The Cramped Gate and Narrow Way

by A.E. Knoch


HOW earnestly did we once exhort sinners to leave the broad way which leads to destruction, for the narrow path that leads to life! (Matt.7:13,14). But, thank God, we learned the great truth that we are in Christ and share His life. How then could we be on a road that leads to life? I learned, moreover, that the entrance into life was wide, not cramped. It was entered by grace, not by striving (Luke 13:24). The narrow way was not the evangel but the law. That leads to life, for those who keep it, but, alas, of the few who find it, none observe it. The precept given for life is for death (Rom.7:10).

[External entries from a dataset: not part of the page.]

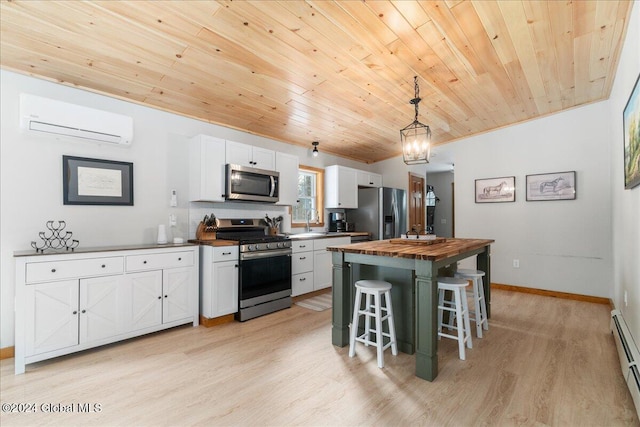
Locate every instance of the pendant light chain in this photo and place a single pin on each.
(416, 138)
(416, 100)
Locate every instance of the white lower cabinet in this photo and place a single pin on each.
(311, 265)
(75, 301)
(177, 294)
(218, 281)
(145, 308)
(102, 307)
(53, 317)
(322, 266)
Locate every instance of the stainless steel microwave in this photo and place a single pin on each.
(251, 184)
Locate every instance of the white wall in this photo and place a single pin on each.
(625, 203)
(587, 246)
(443, 217)
(31, 178)
(561, 245)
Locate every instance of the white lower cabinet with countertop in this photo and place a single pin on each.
(311, 267)
(218, 280)
(322, 266)
(68, 302)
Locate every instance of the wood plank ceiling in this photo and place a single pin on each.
(339, 72)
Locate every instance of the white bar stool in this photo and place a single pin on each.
(377, 312)
(458, 306)
(480, 306)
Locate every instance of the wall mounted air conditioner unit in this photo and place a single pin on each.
(628, 354)
(44, 115)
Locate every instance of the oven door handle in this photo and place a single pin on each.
(265, 254)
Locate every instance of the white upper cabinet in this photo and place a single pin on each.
(287, 165)
(369, 179)
(248, 155)
(341, 187)
(206, 169)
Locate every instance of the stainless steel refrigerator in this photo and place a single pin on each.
(381, 211)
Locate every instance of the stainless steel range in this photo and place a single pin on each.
(264, 267)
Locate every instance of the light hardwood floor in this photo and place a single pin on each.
(544, 361)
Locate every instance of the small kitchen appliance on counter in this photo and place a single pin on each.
(264, 267)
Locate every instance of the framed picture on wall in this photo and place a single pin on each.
(631, 123)
(551, 186)
(496, 190)
(96, 182)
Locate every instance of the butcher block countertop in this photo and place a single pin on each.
(432, 252)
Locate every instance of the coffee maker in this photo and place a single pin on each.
(337, 222)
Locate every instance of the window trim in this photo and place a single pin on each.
(319, 196)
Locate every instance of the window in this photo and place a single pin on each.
(310, 198)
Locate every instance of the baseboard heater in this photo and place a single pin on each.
(628, 354)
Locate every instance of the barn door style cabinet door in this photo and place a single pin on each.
(68, 302)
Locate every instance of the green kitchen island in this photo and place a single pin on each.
(412, 268)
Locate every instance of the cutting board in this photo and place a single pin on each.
(418, 242)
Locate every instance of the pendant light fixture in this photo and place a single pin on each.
(416, 138)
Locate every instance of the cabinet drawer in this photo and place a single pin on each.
(301, 245)
(301, 283)
(225, 253)
(159, 261)
(60, 270)
(301, 262)
(321, 244)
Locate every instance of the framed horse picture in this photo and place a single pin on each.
(496, 190)
(551, 186)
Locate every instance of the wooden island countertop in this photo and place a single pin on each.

The word "strait" is no longer understood, hence it is translated cramped in the CONCORDANT VERSION. In its other forms it means groan, distress. We westerners do not know what a narrow road is. I lived on a narrow street. It was just wide enough so three automobiles could drive abreast. In the East a street is not narrow if a single automobile can squeeze through. It is wide, extra wide. It is narrow if pedestrians must go in single file. The word cramped means still more. It is so narrow that it makes one groan to squeeze through. That is the normal experience of one under the law of Moses. But the freedom we have in Christ is like the flight of a bird in the air. Not cramped, but spacious. Full of life, not leading to life. Not groaning, but singing!

The figure of the two ways was used by our Lord in proclaiming the evangel of the kingdom, before His rejection by Israel, with the cross out of sight, long before Paul was given his evangel for the nations, which is in force today. Yet even in that economy the gospel was not cramped. In the tabernacle the entrance was very wide indeed. Our Lord's words were immediately preceded by the basic law of the kingdom. "All, then, whatever you may be wanting that men should be doing to you, thus you, also, be doing to them, for this is the law and the prophets." This law is the cramped gate and narrow way. Who can fulfill it?